Frank J. Oteri is an ASCAP-award winning composer and music journalist. Among his compositions are Already Yesterday or Still Tomorrow for orchestra, the "performance oratorio" MACHUNAS, the 1/4-tone sax quartet Fair and Balanced?, and the 1/6-tone rock band suite Imagined Overtures. His compositions are represented by Black Tea Music. Oteri is the Vice President of the International Society for Contemporary Music (ISCM) and is Composer Advocate at New Music USA where he has been the Editor of its web magazine, NewMusicBox.org, since its founding in 1999.


“I just try to write the music that I want to write, and I’m glad the people seem to like it,” modestly claims Eric Nathan. It is a remarkable understatement. In a relatively short amount of time, the composer (who just turned 30 this past December) has already garnered the ASCAP Foundation Rudolf Nissim Prize (2011), the BMI William Schuman Prize (2008), the first prize in SCI’s National Student Commission Competition (2008), Aspen Music Festival’s Jacob Druckman Prize (2010), and a Charles Ives Scholarship from the American Academy of Arts and Letters (also in 2010). He has additionally been the recipient of a Leonard Bernstein Fellowship to the Tanglewood Music Center, was one of five composers selected for the American Composers Orchestra’s 2009 Underwood New Music Readings, and is currently the 2013-14 Frederic A. Juilliard/Walter Damrosch Rome Prize Fellow in composition at the American Academy in Rome. When we met up with him, he was in Bratislava, Slovakia, for a performance of a large chamber ensemble composition at the 2013 ISCM World New Music Days festival, a commissioned work that was the result of his winning the 2012 ISCM/IAMIC Composer Award.

While Nathan doesn’t have a secret strategy for garnering all those accolades, he is extremely pragmatic. According to him, “[What is] important is making the score as clear as possible. If there’s nothing that’s in the score that could be dismissed, you get more of a chance to be looked at on the music.” But Nathan’s music is not just a by-product of honing his compositional skills and being extremely accurate about what he wants to convey on the page. There’s also something of an element of whimsy that fuels his creative process:

Whenever I start a new piece, I open an iPhoto album and put images there. It could be of the place that I’m inspired by, like the piece I wrote for the [ISCM] festival, Paestum, which is a place in Southern Italy that is a site of Greek ruins. But also, for ensembles, I put pictures of conductors that I’m inspired by or orchestras and when I look at the pictures I hear sound in my head.

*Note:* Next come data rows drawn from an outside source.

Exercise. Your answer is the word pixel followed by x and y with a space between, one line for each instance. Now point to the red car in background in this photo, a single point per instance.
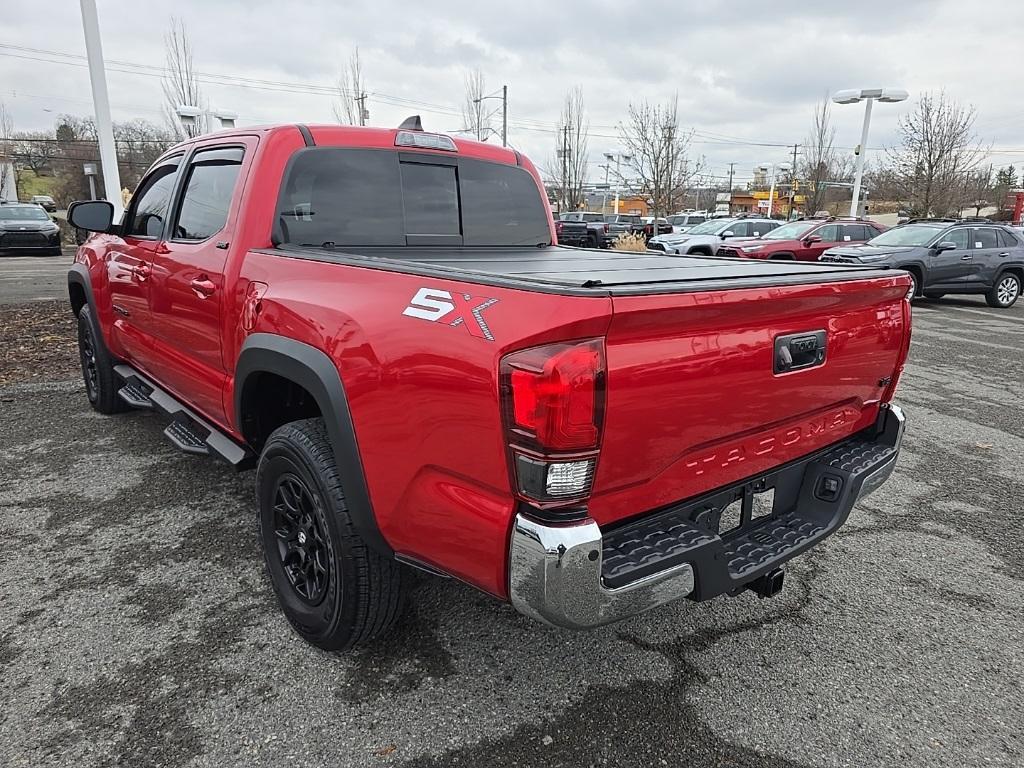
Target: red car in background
pixel 803 240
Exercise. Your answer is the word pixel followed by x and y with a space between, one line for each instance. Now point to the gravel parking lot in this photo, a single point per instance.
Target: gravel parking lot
pixel 138 628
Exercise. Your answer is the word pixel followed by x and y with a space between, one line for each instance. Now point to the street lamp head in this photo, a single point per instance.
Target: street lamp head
pixel 226 119
pixel 852 95
pixel 847 96
pixel 891 95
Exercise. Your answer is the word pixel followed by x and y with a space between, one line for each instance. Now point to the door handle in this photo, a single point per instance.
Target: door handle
pixel 203 287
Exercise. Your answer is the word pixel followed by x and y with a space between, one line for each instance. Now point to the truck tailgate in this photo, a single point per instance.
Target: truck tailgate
pixel 693 398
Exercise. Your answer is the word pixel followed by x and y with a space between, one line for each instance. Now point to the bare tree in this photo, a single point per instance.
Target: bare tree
pixel 660 153
pixel 938 152
pixel 350 104
pixel 6 151
pixel 567 166
pixel 820 162
pixel 475 115
pixel 180 85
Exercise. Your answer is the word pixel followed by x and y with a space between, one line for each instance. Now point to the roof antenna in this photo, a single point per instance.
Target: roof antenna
pixel 411 123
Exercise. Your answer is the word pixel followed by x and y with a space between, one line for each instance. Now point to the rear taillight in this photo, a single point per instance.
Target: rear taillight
pixel 553 401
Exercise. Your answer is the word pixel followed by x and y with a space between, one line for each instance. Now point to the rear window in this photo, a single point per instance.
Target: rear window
pixel 383 198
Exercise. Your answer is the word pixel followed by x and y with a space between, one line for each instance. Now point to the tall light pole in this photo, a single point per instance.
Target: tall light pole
pixel 619 158
pixel 101 107
pixel 852 96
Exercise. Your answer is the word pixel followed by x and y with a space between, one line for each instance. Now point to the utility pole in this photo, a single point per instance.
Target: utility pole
pixel 505 116
pixel 793 181
pixel 604 197
pixel 565 160
pixel 101 107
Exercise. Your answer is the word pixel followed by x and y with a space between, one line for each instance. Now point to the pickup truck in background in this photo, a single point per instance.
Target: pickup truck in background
pixel 379 323
pixel 597 227
pixel 803 240
pixel 571 232
pixel 622 223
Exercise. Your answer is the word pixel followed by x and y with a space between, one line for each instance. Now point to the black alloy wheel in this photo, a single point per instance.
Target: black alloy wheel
pixel 301 545
pixel 87 353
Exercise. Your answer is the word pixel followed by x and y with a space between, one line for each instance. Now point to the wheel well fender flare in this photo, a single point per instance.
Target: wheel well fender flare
pixel 315 372
pixel 78 274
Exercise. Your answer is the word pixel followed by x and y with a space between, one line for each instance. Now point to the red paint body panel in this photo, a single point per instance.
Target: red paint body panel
pixel 691 402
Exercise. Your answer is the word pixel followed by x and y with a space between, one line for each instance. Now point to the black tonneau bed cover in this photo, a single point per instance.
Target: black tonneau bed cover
pixel 583 271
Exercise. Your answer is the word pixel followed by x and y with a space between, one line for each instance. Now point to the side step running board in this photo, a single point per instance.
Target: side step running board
pixel 187 430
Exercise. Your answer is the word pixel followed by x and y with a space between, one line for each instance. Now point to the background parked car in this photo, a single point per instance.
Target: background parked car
pixel 649 228
pixel 570 232
pixel 597 227
pixel 46 202
pixel 707 239
pixel 25 227
pixel 804 240
pixel 683 221
pixel 958 256
pixel 620 223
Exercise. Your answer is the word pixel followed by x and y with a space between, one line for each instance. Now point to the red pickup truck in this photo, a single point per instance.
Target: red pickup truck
pixel 379 323
pixel 803 240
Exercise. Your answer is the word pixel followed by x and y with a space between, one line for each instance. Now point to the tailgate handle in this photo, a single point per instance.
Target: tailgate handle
pixel 797 351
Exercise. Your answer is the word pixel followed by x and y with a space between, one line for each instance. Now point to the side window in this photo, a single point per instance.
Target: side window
pixel 1007 240
pixel 960 237
pixel 985 238
pixel 431 200
pixel 854 232
pixel 828 233
pixel 208 193
pixel 145 218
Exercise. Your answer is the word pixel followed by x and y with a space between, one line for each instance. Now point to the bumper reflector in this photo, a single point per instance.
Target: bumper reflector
pixel 547 480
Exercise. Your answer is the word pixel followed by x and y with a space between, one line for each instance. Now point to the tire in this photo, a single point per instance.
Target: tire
pixel 101 384
pixel 1006 291
pixel 914 286
pixel 334 590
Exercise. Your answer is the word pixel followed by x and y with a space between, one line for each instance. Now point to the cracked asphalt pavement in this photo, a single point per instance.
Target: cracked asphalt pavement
pixel 138 628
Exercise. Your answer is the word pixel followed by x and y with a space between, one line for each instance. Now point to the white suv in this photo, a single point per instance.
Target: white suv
pixel 705 239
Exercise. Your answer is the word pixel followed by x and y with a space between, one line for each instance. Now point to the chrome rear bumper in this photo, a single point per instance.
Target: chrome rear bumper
pixel 557 573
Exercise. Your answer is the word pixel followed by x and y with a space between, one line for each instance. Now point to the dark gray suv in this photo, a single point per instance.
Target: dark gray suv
pixel 957 256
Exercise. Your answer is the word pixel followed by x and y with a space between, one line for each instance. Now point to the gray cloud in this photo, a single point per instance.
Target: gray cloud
pixel 751 71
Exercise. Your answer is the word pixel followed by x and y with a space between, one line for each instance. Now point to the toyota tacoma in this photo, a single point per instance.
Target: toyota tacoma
pixel 379 322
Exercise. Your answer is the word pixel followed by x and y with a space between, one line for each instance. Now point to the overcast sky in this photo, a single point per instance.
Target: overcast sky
pixel 747 73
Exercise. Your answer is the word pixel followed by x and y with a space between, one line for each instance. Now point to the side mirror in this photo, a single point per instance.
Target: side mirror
pixel 92 215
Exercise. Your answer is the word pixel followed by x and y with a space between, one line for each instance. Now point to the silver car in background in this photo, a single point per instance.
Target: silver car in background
pixel 705 239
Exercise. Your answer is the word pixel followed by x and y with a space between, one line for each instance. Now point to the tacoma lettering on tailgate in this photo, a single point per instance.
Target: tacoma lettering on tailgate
pixel 766 443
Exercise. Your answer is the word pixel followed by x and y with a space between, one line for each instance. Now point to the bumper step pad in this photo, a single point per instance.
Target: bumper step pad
pixel 186 437
pixel 135 394
pixel 813 497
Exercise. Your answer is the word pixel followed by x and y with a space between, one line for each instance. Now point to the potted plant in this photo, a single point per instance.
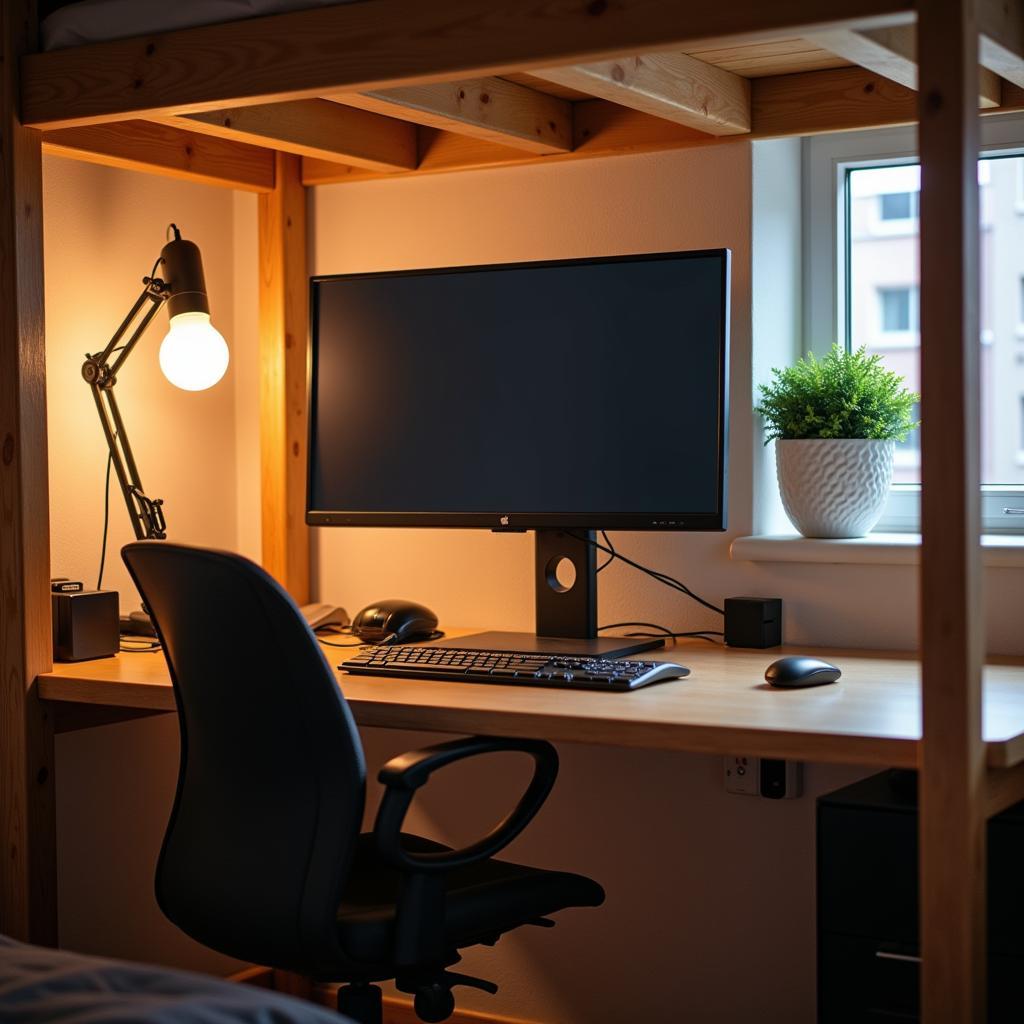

Because ocular cues have been such an important muse for him, it is no surprise that Nathan is a deep admirer of visual artwork. Details he has observed in his encounters with specific paintings and sculptures have directly helped shape pieces of his music, but in a way that’s more personal than technical. The impetus for the form, as well as some of the melodic shapes and timbres Nathan used in his sextet Onement (2007), came from the “fiery zip down the middle” of Barnett Newman’s seminal 1948 abstract expressionist painting Onement I. Icarus Dreamt, his attention-grabbing 2008 orchestral work, had a couple of equally important stimuli: the “broad lyrical gestures” of Henri Matisse’s paper cut-out “The Flight of Icarus” from his famous book, Jazz combined with the “fluttering and clattering of the gears” of contemporary American sculptor Arthur Ganson’s kinetic contraption Machine with 23 Scraps of Paper. The textures of Julie Mehretu’s 2009 ink and acrylic drawing Berliner Plätze are the source of the pitches that emerge out of trills in his 2010 brass quintet Spires.

In all of these works, Nathan’s deep affection for shapes and colors also has a direct correlation with his music’s meticulous attentiveness to orchestration. But his precision in crafting specific instrumental combinations has not prevented him from being open to multiple ways of exploring the same musical material. Last year, Nathan reworked Spires for wind quintet, and he believes that both versions are equally definitive.

Nathan’s combination of practicality with an openness and curiosity toward new experiences is ultimately why he has been so successful thus far. He sees himself not as a maverick composer but as the inheritor of a great tradition to which he hopes to add his own contributions:

I think of my music as a river. Everything that I hear is just adding to the river and makes it broader. I may choose to sail down one part of the river, but it’s not my goal to make a new river.